Sushi Saki, Barcelona – iPad Sushi and the Death of the Buffet

Written by

·

There was a time, not so very long ago, when the words buffet and Japanese together in a sentence meant only one thing: a heroic bout of salmonella, followed by 48 hours writhing in a Barcelona Airbnb praying to the porcelain gods and whispering promises to never, ever, eat again.

You remember the scene: a sad row of steel troughs under jaundiced heat lamps, withering away whatever mislabelled miso chicken and radioactive noodles they were trying to pass off as “Asian fusion.” You’d queue up like Soviet peasants in a breadline, armed with a cracked plastic plate and dead eyes, hoping to scoop a morsel of salmon before the guy in front of you piled it all on with the abandon of a man who’s never met moderation. Then it’d be garlic bread and spaghetti for the rest of us.

So when I heard Sushi Saki was an all-you-can-eat buffet in the heart of Barcelona, I nearly cancelled the whole thing. I was seconds away from booking a table at some smug Catalan spot called deconstructed bean or Casa de Foam. But, alas, the reviews were decent. Suspiciously decent. And I’ve always had a soft spot for a bargain and a bad idea, so I went.

And here’s the twist: it’s not a buffet. Not really. Not anymore. This is the modern world, and in the modern world, we do not queue. We order on iPads like civilised people. The food comes to us. The iPad interface is oddly satisfying—like playing Pokémon Go, but the Pikachu is spicy tuna maki and you get to eat it.

You’re allowed six items per order, which is a great number for those of us who hate commitment but love volume. The only catch (because there’s always a catch, isn’t there?) is that if you don’t finish what you’ve ordered, you’re charged extra. So there’s a mild whiff of the gulag about the place—waste not, or else.

For an adult in the evening, it’s €26. Twenty-six euros for unlimited sushi, tempura, gyoza, yakitori, edamame, and those slightly off-putting but always moreish seaweed salads that taste like kelp and disappointment. If you eat more than five plates—which, unless you’re a hedgehog or a supermodel with jaw wiring, you will—you’re officially winning. And reader, I won.

The food arrived within five minutes of ordering, which is either a testament to the efficiency of the kitchen or a worrying suggestion that it’s all been sitting there since last Wednesday, shrink-wrapped and ready for microwave salvation. Either way, it was hot. Or cold, when it was supposed to be. A miracle in itself.

Was it the best Japanese food I’ve had?

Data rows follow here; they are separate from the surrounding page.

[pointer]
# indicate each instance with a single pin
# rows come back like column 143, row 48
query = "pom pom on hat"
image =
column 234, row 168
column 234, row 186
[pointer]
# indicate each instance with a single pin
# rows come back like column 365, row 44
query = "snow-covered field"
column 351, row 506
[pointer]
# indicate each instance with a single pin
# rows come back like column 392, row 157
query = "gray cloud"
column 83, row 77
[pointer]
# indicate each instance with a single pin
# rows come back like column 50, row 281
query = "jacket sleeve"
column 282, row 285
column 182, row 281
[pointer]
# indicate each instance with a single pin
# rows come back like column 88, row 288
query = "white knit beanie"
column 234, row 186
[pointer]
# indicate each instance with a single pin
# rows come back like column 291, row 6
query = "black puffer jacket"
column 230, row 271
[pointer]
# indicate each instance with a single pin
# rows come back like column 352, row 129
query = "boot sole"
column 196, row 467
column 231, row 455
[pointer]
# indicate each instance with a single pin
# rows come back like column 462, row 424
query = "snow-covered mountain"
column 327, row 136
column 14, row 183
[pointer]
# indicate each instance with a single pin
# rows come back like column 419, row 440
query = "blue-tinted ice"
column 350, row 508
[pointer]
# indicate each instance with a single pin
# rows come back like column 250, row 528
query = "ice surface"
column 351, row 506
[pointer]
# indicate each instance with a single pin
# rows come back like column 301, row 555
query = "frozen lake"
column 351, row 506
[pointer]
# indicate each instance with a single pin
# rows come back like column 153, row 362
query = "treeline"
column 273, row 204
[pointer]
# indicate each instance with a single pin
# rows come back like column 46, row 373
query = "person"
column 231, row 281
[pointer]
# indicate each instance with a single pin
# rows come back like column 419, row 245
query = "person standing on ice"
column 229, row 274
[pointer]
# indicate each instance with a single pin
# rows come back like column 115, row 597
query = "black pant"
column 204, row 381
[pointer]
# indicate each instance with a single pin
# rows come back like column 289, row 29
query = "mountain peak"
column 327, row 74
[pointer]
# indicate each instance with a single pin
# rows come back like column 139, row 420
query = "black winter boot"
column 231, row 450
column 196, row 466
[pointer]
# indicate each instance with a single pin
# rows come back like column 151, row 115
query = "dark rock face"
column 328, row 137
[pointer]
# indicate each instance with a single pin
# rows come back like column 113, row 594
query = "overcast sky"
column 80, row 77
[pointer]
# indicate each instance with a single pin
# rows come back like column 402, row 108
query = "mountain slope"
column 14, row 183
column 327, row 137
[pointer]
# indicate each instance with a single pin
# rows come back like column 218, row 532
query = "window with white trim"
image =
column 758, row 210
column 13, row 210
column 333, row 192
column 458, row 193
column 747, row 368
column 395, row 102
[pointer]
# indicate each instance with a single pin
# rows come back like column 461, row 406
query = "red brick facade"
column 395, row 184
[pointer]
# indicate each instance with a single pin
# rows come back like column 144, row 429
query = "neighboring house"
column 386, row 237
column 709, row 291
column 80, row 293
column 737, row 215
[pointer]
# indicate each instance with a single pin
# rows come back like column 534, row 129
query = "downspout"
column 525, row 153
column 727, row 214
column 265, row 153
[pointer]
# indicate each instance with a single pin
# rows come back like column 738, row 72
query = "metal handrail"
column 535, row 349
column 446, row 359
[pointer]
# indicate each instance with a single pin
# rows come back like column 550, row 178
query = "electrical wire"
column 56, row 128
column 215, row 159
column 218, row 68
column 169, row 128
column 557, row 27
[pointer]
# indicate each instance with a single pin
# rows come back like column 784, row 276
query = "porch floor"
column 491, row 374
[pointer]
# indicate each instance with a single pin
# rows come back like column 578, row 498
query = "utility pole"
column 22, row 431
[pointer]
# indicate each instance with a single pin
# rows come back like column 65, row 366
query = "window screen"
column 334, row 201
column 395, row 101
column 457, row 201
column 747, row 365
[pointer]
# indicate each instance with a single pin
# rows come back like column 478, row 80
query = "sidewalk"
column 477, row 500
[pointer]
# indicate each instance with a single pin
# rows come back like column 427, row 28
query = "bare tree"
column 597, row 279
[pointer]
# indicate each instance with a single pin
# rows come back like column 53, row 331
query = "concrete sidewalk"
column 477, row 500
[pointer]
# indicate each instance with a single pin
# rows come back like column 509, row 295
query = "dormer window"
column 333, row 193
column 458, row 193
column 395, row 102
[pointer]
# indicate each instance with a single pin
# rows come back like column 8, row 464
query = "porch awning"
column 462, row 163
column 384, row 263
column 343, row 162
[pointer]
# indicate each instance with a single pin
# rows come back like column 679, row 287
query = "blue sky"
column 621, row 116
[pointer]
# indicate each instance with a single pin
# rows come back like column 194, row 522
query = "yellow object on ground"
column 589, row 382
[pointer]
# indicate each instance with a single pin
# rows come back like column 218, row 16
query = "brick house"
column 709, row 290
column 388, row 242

No. Of course not. The sushi rice had the personality of damp blotting paper, the fish was perfectly fine if you didn’t think about it too much, and the chicken yakitori had clearly been through some things. But that’s not the point. The point is volume. The point is play. The point is that after your third round of spicy salmon hand rolls, you begin to feel like Henry VIII if Henry VIII liked wasabi mayo and spoke GCSE Spanish.

The vibe? Bright lights, hard chairs, shouty atmosphere, a decorative tree that looks like it was bought on clearance from a garden centre in 2009, and a soundtrack of generic house music punctuated by the beep of iPads and the gentle hum of chewing. This is not a date night spot unless you’re dating someone you hope will leave you.

But I liked it. Sort of. It’s a place for greedy, hungry people who want to eat their feelings in raw fish and fried things. It’s uncomplicated, efficient, and weirdly enjoyable, in the same way that watching a Ryan Reynolds film on an EasyJet flight at 7am is enjoyable. You know it’s not good. But you’re grateful it exists.

Would I go back? Probably not. But if you’re in Barcelona, tired of tapas, skint but starving, and willing to flirt with a sodium overdose, then Sushi Saki is worth a punt.

Just don’t call it a buffet. That’s traumatising.

Or as they’d say in Catalonia: rice it a go.